Not so clever are the 10-odd other statistics that I have neglected during my time. I had originally thought to play the game investing all of my stats into Guns and Speech. My rationale is that if I can’t sweet-talk my way out of a fight, then I sure as hell can sweet-shot my way through. That logic failed to me in a spectacular manner. The speech option only manifests itself in certain dialogue trees. For others, you need a good science rating, or a good barter rating perhaps. The worst is when a dialogue option only opens itself based on your stats on the SPECIAL system. “SPECIAL” are the base-level stats you assign your character at the beginning of the game, and aren’t so easily altered as your 16-odd other character stats. And it sucks to be told you are short two Strength or Intelligence stats necessary to sweet-talk a certain individual. Thus, I found myself shut out of a bevy of the game’s missions due to the lack of clairvoyance in knowing what stats I ought to be upgrading.

Likewise, I learned quickly that the end of a gun is not always the solution to a problem. Many enemies, typically, have immunities to bullets. And I found myself wishing that I invested in an alternate statistic for combat for said enemies. But even having a higher rating in explosives, energy weapons or melee offense assumes requires physically possessing such tools. So I would have to theoretically invest in a good Barter or Survival rating, and cave my skull in as I cringe at the statistical balancing act that would ensue. I don’t know what it would take to overcome this issue, whether it be prior experience with Fallout games or playing through this game twice as to know what stat issues await the player.

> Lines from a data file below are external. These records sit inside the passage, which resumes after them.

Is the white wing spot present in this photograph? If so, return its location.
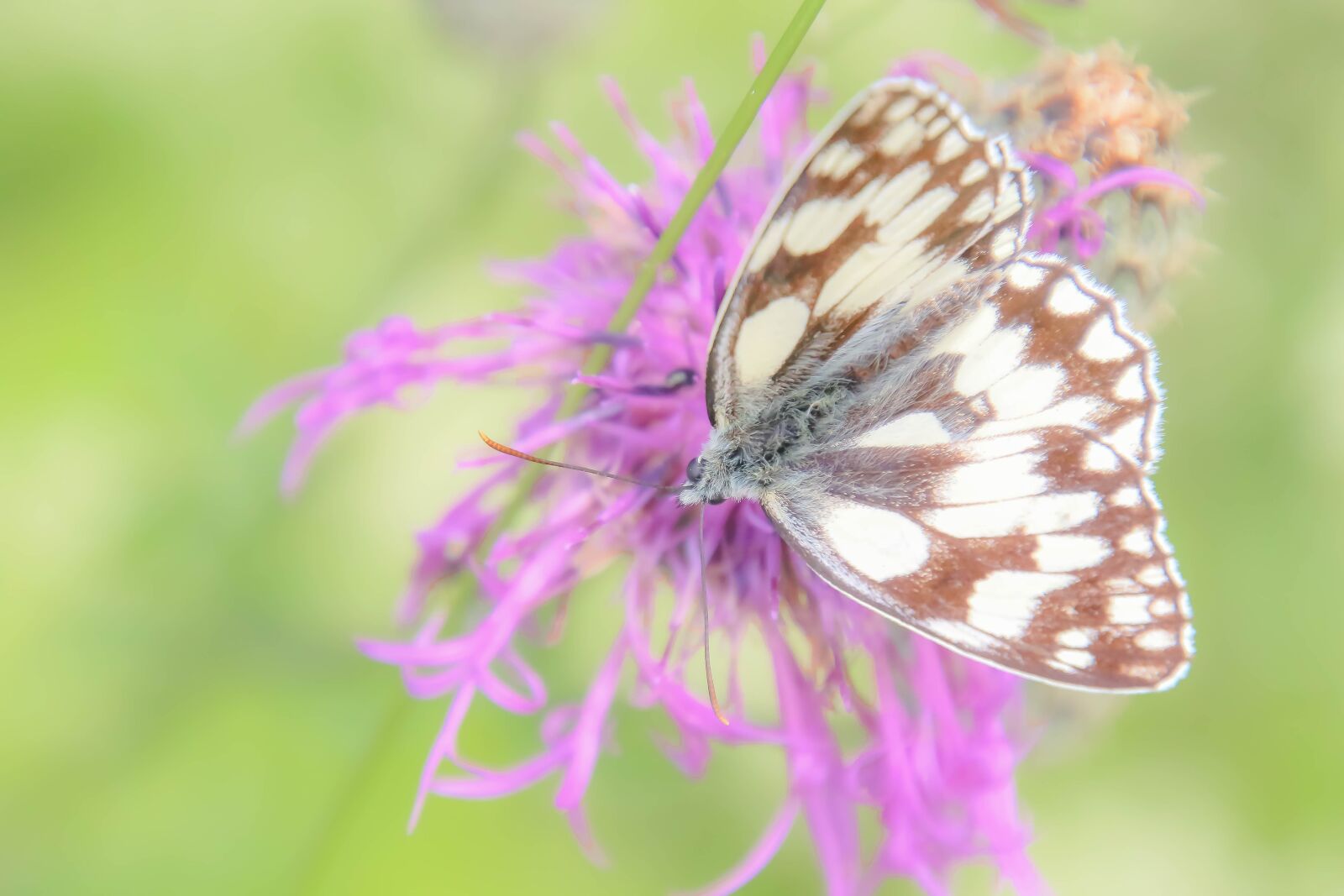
[1078,314,1134,361]
[1055,647,1097,669]
[878,118,925,156]
[1134,564,1168,589]
[976,395,1098,435]
[988,364,1064,417]
[966,569,1078,638]
[938,454,1050,504]
[961,159,990,186]
[929,127,970,165]
[1106,594,1153,626]
[808,139,867,180]
[1008,262,1046,291]
[1109,485,1144,506]
[822,501,929,582]
[963,432,1040,461]
[784,179,883,255]
[1116,364,1147,401]
[1031,535,1110,572]
[864,161,930,224]
[922,619,999,652]
[1149,598,1176,616]
[952,325,1030,395]
[732,296,811,383]
[1120,525,1153,558]
[1106,417,1144,462]
[1047,277,1097,317]
[878,186,957,251]
[1084,442,1120,473]
[961,186,995,224]
[925,491,1100,538]
[930,304,999,354]
[882,97,932,121]
[858,411,952,448]
[990,227,1017,262]
[1055,629,1097,650]
[1134,629,1176,652]
[995,170,1026,224]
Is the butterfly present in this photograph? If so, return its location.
[679,78,1194,692]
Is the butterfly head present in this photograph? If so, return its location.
[679,430,761,505]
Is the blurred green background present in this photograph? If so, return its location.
[0,0,1344,894]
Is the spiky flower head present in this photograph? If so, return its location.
[246,43,1204,893]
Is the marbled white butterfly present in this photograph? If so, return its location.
[680,79,1194,692]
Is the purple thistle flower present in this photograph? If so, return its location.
[244,50,1185,894]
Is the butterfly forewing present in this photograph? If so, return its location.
[707,78,1031,422]
[766,254,1192,690]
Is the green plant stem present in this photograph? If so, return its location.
[481,0,827,553]
[300,0,825,888]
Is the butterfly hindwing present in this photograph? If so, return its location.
[764,254,1192,690]
[707,78,1031,422]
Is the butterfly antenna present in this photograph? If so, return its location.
[475,430,680,491]
[701,505,728,724]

Which is a shame, because I think New Vegas has some pretty interesting things going for it. Once you build up a decent Guns rating, VATS-based slaughter becomes an enjoyable pleasure. It is both highly amusing and illogical to use your small pistol to cause giant scorpions and hooligans to explode in a sea of limbs. And for all intents and purposes, the setting of the game is fantastic. “Post-apocalyptic 50s” is quickly becoming a tired cliché in video games, but visiting a region of the world that never stopped loving the Rat Pack is a little heartwarming. Also, the Fallout-humour is in full effect. A gang of hoodlums with customs rooted in Elvis impersonation, robot killing machines with Walt Disney-illustrated cops for faces, a sniper positioned inside a giant model T-Rex…like any good Fallout game, the only resource that isn’t in short supply is raw irony.

But there’s something frustrating about realizing that there is a right and wrong way to play a game…and finding out you were on the wrong end of that spectrum. Instead of trying to rectify my mistakes, I think I’ll just go on Youtube and find out how the game ends proper. I imagine the PC version of New Vegas being the right version to play. Not because of any false sense of tradition but because you can hack and cheat your way through all of the stats and let no numbers get in your way. So go add an extra star if that’s the version you elect to play. Otherwise, approach with caution.